マルチプルVLANは、パケットフィルタなどの機能を使用せずに、容易に各スペース間のセキュリティを確保し、インターネットや共用サーバーへの接続を可能にする機能です。
マルチプルVLANは、各スイッチポートにクライアントとアップリンクを設定し、クライアント間の通信は制限、クライアントとアップリンク間の通信を許可することで、セキュリティを保ちながら、設計の柔軟性を向上させます。

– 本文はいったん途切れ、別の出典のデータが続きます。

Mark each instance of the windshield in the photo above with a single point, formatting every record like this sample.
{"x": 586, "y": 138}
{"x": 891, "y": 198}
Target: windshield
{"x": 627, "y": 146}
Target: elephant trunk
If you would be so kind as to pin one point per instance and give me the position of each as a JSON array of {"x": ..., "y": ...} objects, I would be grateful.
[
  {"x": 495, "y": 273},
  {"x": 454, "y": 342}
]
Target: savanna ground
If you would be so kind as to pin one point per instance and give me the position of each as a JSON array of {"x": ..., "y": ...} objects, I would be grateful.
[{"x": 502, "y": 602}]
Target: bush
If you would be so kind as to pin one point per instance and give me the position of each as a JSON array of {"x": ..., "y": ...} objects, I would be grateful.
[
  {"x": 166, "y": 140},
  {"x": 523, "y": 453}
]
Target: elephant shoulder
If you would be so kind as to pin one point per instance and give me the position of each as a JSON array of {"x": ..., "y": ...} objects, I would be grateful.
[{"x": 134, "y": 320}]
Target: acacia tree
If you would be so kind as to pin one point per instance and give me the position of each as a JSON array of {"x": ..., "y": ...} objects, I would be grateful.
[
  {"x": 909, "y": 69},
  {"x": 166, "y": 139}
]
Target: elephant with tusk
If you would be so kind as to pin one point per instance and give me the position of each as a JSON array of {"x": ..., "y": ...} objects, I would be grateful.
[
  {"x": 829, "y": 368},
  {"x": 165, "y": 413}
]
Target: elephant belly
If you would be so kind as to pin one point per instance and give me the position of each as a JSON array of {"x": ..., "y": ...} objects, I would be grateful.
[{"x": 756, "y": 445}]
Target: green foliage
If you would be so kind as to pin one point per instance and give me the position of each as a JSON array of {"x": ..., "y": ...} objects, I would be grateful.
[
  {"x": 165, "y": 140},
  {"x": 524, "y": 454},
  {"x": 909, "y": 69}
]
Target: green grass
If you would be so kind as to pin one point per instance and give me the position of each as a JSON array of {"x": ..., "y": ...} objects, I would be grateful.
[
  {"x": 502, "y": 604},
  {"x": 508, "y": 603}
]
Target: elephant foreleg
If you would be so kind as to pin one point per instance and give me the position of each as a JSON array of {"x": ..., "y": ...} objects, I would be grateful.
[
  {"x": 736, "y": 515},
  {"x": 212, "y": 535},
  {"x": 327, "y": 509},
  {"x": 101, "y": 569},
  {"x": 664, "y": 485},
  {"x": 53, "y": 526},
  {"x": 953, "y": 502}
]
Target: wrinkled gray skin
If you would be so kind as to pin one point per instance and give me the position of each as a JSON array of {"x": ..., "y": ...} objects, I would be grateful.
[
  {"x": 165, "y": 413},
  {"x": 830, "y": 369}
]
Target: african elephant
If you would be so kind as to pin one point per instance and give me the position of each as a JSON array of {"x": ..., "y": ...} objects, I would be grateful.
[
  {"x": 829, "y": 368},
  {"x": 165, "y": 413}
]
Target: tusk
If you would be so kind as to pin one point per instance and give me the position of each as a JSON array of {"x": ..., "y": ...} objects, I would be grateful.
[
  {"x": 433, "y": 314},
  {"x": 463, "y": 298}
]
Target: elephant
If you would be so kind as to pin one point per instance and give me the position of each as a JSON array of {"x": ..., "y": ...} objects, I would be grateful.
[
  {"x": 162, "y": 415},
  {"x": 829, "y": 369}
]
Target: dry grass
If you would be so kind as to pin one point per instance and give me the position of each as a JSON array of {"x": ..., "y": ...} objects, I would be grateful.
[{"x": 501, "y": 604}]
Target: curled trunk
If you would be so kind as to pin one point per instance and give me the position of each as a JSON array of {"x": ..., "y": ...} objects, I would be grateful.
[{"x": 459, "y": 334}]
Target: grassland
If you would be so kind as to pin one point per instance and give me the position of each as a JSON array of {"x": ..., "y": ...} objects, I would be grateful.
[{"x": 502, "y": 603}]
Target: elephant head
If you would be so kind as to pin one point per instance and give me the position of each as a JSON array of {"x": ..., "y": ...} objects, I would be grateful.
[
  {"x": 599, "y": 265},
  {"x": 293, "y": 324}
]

  • ホテルやマンション、病院の病室向けサービスなど、各スペース間のセキュリティを保ちながら、
    インターネットや共用リソースへのアクセスを許可したい。

マルチプルVLANの基本

マルチプルVLANには以下のような基本要素と基本動作があります。

基本要素

マルチプルVLANには、二つの基本的なポートがあります。

  • プロミスキャスポート(アップリンクポート)
    ルーターやスイッチ、サーバーなどの共用リソースへ接続するポート
  • ホストポート(プライベートポート)
    クライアント端末を接続するポート

基本動作

マルチプルVLANは、前述の二つのポート間の通信を、次の二つの基本的なルールに基づいて制御しています。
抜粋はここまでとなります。